Mentawai dikenal sebagai negeri tato, surga wisata, surga flora dan fauna dan surganya surfer.

www.seabournsurf.com
Tato Mentawai atau Titi adalah jenis tato yang dilukis di atas tubuh orang di suku Mentawai di kepulauan Mentawai. Bagi orang Mentawai, tato merupakan busana abadi yang dapat dibawa mati. Hal ini menjadi daya tarik bagi wisatawan untuk datang ke Mentawai. Mentawai pun memiliki alam yang sangat indah, flora dan fauna langka banyak ditemukan disini. Apalagi terjangan ombaknya yang sangat tinggi, menjadikan Mentawai sebagai penyelenggara World Champions Surfing Series atau Seri Kejuaraan Dunia Selancar Air yang dijadwalkan tiap bulan Agustus. Dengan adanya kejuaraan ini, Mentawai bisa menjaring 3000 wisatawan asing pada 2007. Sebanyak 60% dari wisatawan yang datang berasal dari Australia, 39% dari Amerika Serikat, dan sisanya dari Eropa, dan Asia.

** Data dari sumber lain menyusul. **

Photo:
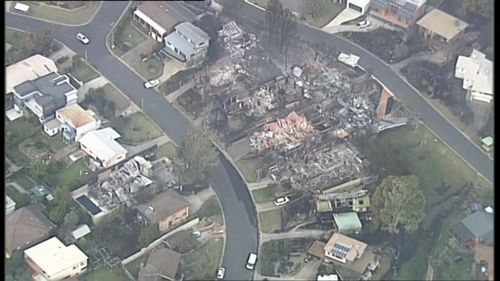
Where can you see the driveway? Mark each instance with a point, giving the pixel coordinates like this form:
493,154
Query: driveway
240,215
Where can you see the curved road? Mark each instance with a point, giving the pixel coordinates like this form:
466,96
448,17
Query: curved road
452,136
239,211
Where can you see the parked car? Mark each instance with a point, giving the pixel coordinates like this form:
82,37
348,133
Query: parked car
221,272
281,200
151,83
363,24
82,38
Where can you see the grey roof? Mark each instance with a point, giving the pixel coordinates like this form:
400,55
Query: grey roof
478,224
180,43
194,33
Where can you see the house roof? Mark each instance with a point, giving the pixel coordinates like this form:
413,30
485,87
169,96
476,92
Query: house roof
161,263
75,115
180,43
28,69
102,143
443,24
347,221
163,205
26,226
52,256
194,33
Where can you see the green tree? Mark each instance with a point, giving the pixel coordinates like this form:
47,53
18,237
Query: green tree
399,202
198,156
148,234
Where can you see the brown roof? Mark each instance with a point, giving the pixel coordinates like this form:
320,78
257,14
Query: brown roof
162,263
26,227
163,205
316,249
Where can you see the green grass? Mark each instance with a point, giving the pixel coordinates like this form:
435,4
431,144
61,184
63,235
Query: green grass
70,177
78,16
103,274
270,220
114,95
83,72
150,69
136,129
202,264
248,168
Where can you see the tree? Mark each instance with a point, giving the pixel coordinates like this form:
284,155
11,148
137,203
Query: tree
399,202
198,155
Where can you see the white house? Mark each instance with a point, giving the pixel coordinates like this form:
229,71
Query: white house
102,147
477,74
51,260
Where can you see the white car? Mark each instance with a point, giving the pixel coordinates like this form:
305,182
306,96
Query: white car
281,200
82,38
221,272
363,24
151,84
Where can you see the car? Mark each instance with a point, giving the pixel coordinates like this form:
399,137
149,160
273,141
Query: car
82,38
252,260
281,200
151,83
221,272
363,24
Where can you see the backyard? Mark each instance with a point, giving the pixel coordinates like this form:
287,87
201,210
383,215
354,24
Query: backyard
76,16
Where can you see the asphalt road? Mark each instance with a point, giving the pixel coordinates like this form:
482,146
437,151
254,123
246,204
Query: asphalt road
406,94
239,211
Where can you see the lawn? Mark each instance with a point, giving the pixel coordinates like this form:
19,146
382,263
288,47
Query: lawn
136,129
82,70
72,176
77,16
248,168
114,95
202,264
150,69
103,274
270,220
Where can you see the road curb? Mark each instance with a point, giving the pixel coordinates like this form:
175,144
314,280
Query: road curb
56,22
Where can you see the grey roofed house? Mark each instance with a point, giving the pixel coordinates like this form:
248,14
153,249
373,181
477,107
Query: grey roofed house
477,225
193,33
162,264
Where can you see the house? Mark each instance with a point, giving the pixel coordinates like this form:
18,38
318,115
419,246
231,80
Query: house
25,227
73,121
52,260
166,209
347,222
28,69
402,13
102,147
477,227
352,258
162,264
188,43
44,95
10,205
477,74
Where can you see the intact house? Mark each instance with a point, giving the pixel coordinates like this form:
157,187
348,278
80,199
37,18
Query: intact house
25,227
44,95
166,209
352,258
101,146
474,229
477,74
402,13
52,260
162,264
188,44
73,121
442,31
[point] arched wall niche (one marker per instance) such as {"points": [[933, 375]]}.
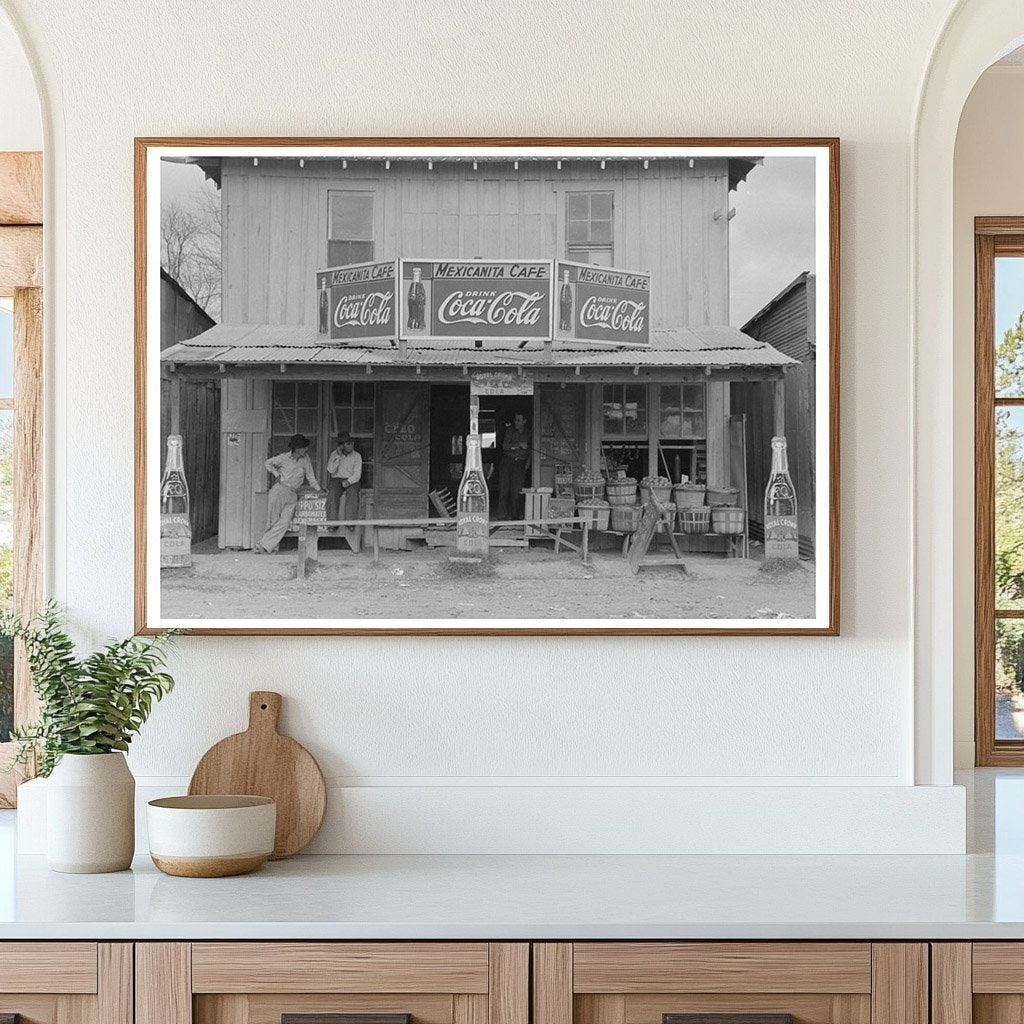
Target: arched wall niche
{"points": [[976, 34]]}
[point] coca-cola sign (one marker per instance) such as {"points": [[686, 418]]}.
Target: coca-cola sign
{"points": [[601, 304], [496, 300], [357, 302]]}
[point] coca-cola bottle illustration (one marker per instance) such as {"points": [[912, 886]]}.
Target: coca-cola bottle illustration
{"points": [[417, 301], [565, 304], [781, 535], [175, 528], [325, 308], [473, 503]]}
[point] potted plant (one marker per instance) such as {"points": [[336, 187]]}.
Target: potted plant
{"points": [[90, 708]]}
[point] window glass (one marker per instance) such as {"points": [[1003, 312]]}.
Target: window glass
{"points": [[589, 227], [350, 227], [625, 411]]}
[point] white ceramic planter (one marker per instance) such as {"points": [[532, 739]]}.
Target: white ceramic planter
{"points": [[90, 814]]}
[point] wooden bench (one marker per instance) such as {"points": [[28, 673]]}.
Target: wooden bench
{"points": [[548, 527]]}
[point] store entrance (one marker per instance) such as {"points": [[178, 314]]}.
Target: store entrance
{"points": [[498, 417]]}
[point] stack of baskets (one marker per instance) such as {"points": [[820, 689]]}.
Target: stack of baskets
{"points": [[588, 486], [660, 486], [626, 518]]}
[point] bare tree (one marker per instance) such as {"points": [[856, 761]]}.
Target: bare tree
{"points": [[189, 246]]}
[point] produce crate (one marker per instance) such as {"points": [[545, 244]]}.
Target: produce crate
{"points": [[688, 496], [728, 520], [589, 491], [626, 518], [725, 496], [694, 520], [664, 495], [597, 514]]}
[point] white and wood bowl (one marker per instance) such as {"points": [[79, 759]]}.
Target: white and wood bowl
{"points": [[211, 837]]}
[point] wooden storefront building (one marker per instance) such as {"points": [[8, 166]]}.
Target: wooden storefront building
{"points": [[407, 402]]}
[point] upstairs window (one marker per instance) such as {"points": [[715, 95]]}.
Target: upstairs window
{"points": [[589, 228], [350, 227]]}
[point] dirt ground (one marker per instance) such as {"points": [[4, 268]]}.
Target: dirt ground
{"points": [[515, 584]]}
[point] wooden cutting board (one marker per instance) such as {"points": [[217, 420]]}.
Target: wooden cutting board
{"points": [[260, 762]]}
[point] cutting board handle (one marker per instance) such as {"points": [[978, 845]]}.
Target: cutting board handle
{"points": [[264, 710]]}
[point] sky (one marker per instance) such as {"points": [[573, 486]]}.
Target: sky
{"points": [[771, 238], [1009, 293]]}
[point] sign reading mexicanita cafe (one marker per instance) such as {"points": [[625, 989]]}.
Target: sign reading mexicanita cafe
{"points": [[495, 300], [357, 302], [601, 304]]}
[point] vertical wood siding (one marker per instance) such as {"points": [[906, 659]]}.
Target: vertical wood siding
{"points": [[274, 237]]}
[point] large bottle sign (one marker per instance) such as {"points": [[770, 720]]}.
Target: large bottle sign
{"points": [[497, 300], [357, 302], [601, 305]]}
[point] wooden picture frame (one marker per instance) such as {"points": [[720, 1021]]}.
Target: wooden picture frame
{"points": [[823, 311]]}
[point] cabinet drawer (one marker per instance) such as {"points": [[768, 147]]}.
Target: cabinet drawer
{"points": [[333, 983], [730, 983], [48, 967]]}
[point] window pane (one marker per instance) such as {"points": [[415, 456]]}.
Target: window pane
{"points": [[635, 409], [1010, 326], [351, 216], [1009, 679], [600, 206], [672, 417], [1010, 508], [612, 416], [578, 206]]}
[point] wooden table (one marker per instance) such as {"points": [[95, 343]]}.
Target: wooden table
{"points": [[551, 528]]}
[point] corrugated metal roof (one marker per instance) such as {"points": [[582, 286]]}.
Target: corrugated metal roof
{"points": [[238, 344]]}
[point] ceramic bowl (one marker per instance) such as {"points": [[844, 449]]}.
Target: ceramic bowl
{"points": [[211, 837]]}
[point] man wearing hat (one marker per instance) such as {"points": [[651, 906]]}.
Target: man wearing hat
{"points": [[345, 469], [291, 469]]}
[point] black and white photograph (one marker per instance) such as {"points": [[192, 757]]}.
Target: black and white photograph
{"points": [[453, 387]]}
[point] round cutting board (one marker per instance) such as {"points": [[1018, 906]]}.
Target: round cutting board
{"points": [[260, 762]]}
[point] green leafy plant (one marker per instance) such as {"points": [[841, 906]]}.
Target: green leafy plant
{"points": [[93, 705]]}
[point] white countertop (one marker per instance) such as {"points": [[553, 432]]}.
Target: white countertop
{"points": [[517, 897], [978, 896]]}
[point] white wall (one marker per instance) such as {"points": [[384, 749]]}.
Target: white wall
{"points": [[431, 717], [987, 181]]}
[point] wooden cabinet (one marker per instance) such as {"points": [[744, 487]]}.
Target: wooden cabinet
{"points": [[261, 982], [67, 982], [759, 982]]}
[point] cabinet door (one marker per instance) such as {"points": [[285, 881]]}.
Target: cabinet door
{"points": [[66, 982], [730, 983], [333, 983]]}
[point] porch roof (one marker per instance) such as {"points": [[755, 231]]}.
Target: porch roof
{"points": [[256, 344]]}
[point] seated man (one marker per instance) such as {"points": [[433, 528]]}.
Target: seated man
{"points": [[344, 467]]}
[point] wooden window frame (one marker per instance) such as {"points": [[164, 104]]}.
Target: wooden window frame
{"points": [[22, 279]]}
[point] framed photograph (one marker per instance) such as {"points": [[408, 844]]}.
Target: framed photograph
{"points": [[487, 386]]}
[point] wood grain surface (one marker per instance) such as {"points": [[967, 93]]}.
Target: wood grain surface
{"points": [[261, 762]]}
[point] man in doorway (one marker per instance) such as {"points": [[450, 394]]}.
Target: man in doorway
{"points": [[291, 469], [516, 451], [345, 469]]}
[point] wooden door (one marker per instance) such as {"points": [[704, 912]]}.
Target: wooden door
{"points": [[739, 982], [560, 430], [333, 982], [64, 982], [401, 452]]}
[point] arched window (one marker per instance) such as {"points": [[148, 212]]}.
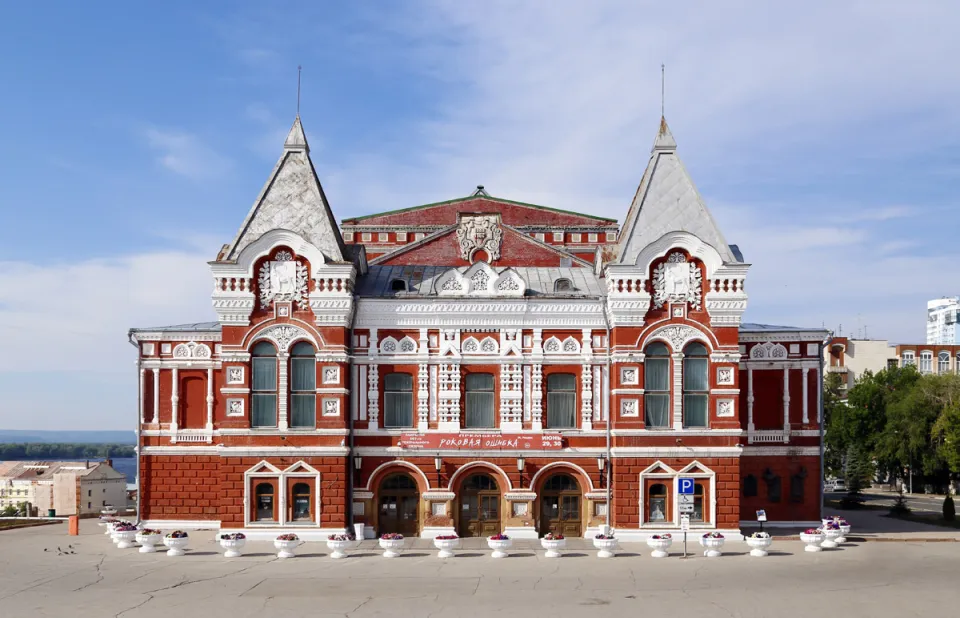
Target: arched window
{"points": [[562, 285], [479, 401], [302, 502], [656, 385], [303, 386], [657, 503], [561, 401], [696, 386], [398, 400], [265, 504], [263, 386]]}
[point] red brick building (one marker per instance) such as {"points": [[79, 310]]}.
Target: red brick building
{"points": [[478, 365]]}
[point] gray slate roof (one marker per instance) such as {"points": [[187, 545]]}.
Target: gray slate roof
{"points": [[377, 282]]}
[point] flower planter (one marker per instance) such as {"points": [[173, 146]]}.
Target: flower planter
{"points": [[499, 547], [606, 547], [286, 549], [446, 547], [339, 548], [391, 547], [660, 546], [148, 540], [811, 540], [553, 547], [712, 545], [234, 547], [175, 546], [758, 545]]}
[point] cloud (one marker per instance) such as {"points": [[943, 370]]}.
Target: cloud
{"points": [[185, 154]]}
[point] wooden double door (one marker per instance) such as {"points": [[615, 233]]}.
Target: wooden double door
{"points": [[561, 506], [398, 506], [479, 508]]}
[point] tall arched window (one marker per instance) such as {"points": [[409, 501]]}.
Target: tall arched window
{"points": [[696, 385], [398, 400], [479, 400], [561, 401], [263, 386], [303, 386], [656, 385]]}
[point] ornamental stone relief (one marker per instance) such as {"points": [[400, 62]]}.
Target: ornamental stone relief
{"points": [[677, 281], [479, 232]]}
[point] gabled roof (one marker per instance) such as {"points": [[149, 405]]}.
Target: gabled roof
{"points": [[292, 199], [481, 195], [667, 201]]}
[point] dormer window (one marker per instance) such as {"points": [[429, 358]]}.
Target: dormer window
{"points": [[562, 285]]}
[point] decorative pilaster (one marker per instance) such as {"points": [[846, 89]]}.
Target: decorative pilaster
{"points": [[806, 403], [423, 386], [586, 394], [210, 399], [677, 390], [156, 396], [282, 419], [373, 392]]}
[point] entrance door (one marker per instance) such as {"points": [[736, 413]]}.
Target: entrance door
{"points": [[560, 506], [399, 502], [479, 507]]}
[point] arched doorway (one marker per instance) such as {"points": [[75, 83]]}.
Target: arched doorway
{"points": [[561, 505], [479, 507], [398, 502]]}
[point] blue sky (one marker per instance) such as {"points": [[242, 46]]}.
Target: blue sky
{"points": [[135, 139]]}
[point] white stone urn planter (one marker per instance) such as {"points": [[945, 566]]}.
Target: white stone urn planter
{"points": [[233, 544], [759, 544], [148, 539], [176, 544], [553, 545], [286, 545], [712, 545], [660, 544], [338, 544], [830, 535], [812, 539], [446, 545], [499, 544]]}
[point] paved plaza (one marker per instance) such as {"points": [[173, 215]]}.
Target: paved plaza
{"points": [[93, 578]]}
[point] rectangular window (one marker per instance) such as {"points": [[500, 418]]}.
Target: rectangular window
{"points": [[656, 398], [561, 401], [479, 401], [398, 400], [264, 392], [303, 394]]}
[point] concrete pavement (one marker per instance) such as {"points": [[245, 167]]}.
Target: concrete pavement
{"points": [[867, 579]]}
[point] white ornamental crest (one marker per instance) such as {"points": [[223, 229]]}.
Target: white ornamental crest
{"points": [[677, 281], [479, 232], [283, 279]]}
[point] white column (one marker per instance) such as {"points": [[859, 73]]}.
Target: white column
{"points": [[210, 399], [174, 400], [806, 397], [282, 418], [142, 372], [786, 398], [678, 390]]}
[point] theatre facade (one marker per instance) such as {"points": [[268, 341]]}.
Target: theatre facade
{"points": [[478, 365]]}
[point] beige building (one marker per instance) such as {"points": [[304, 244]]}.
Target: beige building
{"points": [[68, 487]]}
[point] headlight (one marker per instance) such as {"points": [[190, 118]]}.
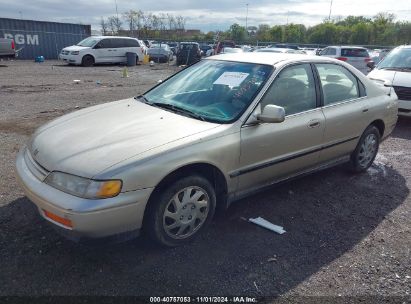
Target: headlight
{"points": [[84, 187]]}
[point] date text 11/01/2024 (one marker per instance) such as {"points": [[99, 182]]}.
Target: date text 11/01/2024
{"points": [[203, 299]]}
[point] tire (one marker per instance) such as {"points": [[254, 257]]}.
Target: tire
{"points": [[87, 61], [366, 150], [177, 214]]}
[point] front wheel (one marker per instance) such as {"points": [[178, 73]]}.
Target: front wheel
{"points": [[366, 150], [87, 61], [181, 211]]}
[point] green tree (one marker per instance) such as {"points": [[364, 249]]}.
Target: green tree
{"points": [[360, 34]]}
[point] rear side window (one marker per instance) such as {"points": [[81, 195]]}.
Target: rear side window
{"points": [[105, 44], [347, 52], [338, 84]]}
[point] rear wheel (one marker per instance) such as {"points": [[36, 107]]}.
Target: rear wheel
{"points": [[87, 61], [181, 211], [366, 150]]}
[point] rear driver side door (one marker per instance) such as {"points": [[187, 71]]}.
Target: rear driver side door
{"points": [[274, 151]]}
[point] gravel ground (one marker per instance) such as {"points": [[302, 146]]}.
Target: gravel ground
{"points": [[347, 235]]}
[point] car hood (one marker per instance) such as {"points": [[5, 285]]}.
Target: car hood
{"points": [[397, 78], [74, 48], [88, 141]]}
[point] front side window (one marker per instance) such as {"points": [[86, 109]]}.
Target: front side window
{"points": [[293, 89], [399, 58], [213, 90], [338, 84]]}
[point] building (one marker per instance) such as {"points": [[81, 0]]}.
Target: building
{"points": [[42, 38]]}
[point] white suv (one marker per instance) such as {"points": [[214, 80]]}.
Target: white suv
{"points": [[396, 69], [358, 57], [102, 49]]}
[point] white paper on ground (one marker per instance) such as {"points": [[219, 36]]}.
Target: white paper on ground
{"points": [[231, 79], [266, 224]]}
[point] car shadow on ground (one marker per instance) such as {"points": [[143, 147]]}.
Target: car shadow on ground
{"points": [[324, 214], [403, 128]]}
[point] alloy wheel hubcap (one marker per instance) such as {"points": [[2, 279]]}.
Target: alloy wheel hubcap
{"points": [[186, 212], [368, 150]]}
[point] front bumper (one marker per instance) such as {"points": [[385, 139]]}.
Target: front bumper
{"points": [[90, 218], [73, 59]]}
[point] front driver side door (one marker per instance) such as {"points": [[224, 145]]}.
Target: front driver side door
{"points": [[275, 151]]}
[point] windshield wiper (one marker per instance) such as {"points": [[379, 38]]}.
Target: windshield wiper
{"points": [[177, 109]]}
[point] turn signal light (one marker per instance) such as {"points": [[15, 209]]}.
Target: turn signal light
{"points": [[58, 219]]}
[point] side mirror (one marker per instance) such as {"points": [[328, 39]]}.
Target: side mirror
{"points": [[272, 114]]}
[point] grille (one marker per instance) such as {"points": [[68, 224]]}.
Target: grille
{"points": [[403, 93], [35, 168]]}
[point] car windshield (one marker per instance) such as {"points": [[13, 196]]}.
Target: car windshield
{"points": [[212, 90], [88, 42], [397, 59]]}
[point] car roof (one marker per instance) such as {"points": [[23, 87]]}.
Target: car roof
{"points": [[269, 58]]}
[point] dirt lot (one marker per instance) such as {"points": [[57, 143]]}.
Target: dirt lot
{"points": [[347, 235]]}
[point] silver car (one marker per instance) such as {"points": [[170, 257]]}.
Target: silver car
{"points": [[357, 56], [213, 133]]}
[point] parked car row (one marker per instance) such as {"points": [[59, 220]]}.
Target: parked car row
{"points": [[103, 49]]}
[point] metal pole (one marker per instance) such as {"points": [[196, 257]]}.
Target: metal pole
{"points": [[329, 16], [115, 2], [246, 19]]}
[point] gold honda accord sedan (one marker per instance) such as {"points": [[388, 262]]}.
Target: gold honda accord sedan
{"points": [[213, 133]]}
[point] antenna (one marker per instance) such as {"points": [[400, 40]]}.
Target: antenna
{"points": [[329, 16], [246, 18]]}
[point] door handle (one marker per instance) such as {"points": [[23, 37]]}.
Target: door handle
{"points": [[314, 123]]}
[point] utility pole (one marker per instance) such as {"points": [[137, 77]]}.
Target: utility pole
{"points": [[115, 1], [329, 15]]}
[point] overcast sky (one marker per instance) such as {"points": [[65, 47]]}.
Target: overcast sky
{"points": [[204, 14]]}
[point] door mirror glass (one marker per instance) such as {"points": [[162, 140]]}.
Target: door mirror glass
{"points": [[272, 114]]}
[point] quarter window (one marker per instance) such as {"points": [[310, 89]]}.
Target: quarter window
{"points": [[293, 89], [338, 84]]}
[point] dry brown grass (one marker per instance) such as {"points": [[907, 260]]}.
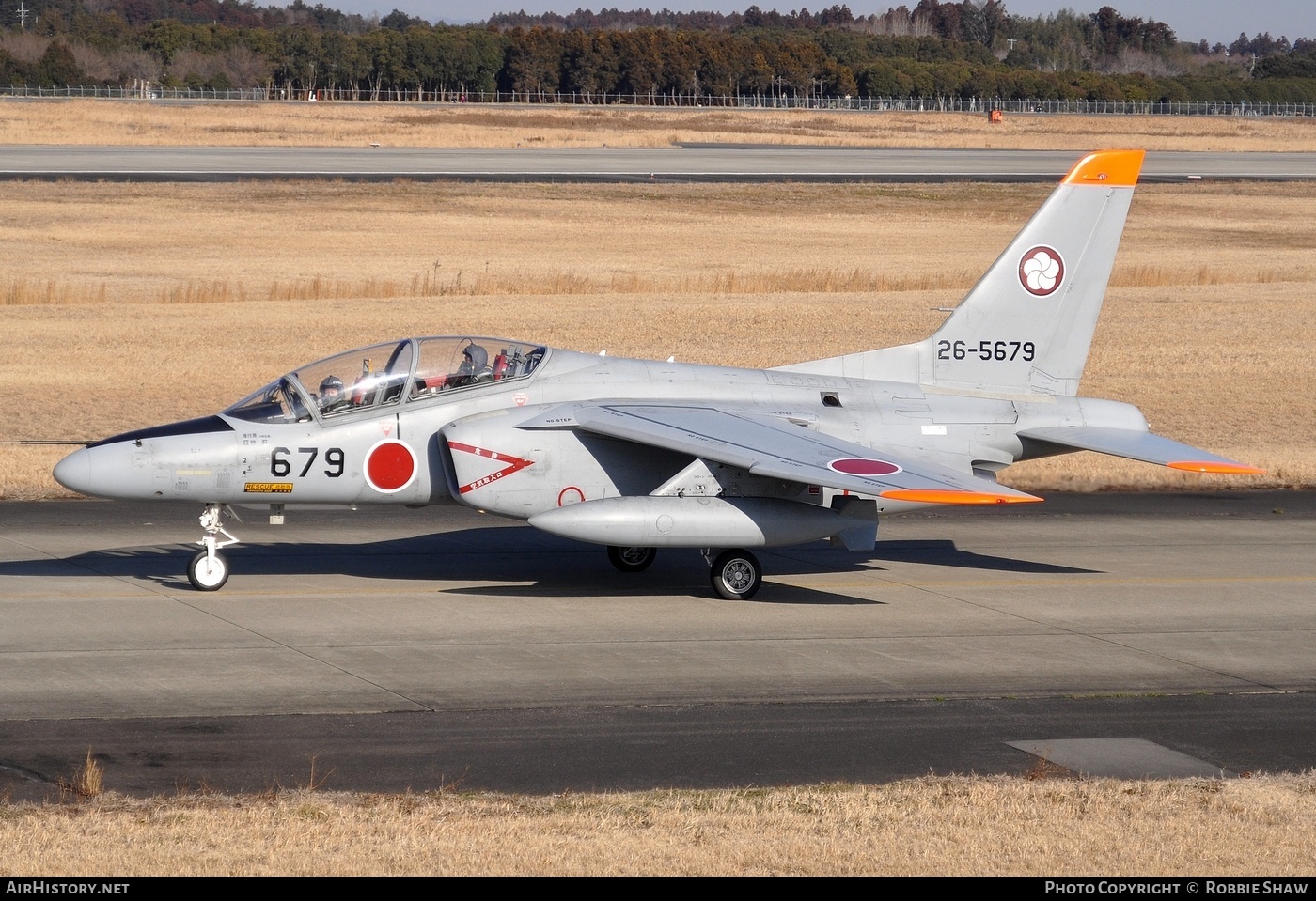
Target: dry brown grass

Wisatawan rata-rata menghabiskan US$ 2.500 selama berselancar di Mentawai.

Mentawai adalah negeri yang indah, bagaikan seorang putri yang sangat cantik. Namun kondisi rakyat disana sangat jauh dari kata mewah, apalagi dari segi pendidikan.

SD di Tinambu, Siberut, Mentawai © Zulfikar (Sawokuini Production)
Kondisi ini bagaikan luka di tubuh seorang putri nan cantik dan elok. Itik berenang dalam air mati kehausan, ayam bertelur di padi mati kelaparan. Tentu kita pernah mendengar peribahasa tadi di bangku sekolah. Keterbatasan sarana prasarana di segi pendidikan adalah salah satu hal yang menjadikan peribahasa tadi sangat cocok digunakan. Di daerah Tinambu, Siberut, satu sekolah dasar terdiri dari empat kelas. Mereka dididik oleh dua orang guru dalam satu ruangan tanpa sekat antar kelas.

Kondisi tersebut membawa Komunitas Street Photo Hunter untuk ikut andil membantu pendidikan dasar di Tinambu, Mentawai melalui media street photography. Komunitas Street Photo Hunter membentuk sebuah event bernama Street Photography Festival, Sumatera Barat dengan tema Jendela Dunia untuk Mentawai. Kegiatan ini terdiri dari empat kegiatan utama dan dua kegiatan pendukung. Kegiatan utama terdiri dari Pameran Foto, Workshop Street Photography, Photowalk dan Lelang Foto. Sedangkan untuk kegiatan pendukung ada panggung hiburan akustik dan street food. Untuk persiapan dan pelaksanaan, Street Photo Hunters menggalang dana dengan cara crowdfunding.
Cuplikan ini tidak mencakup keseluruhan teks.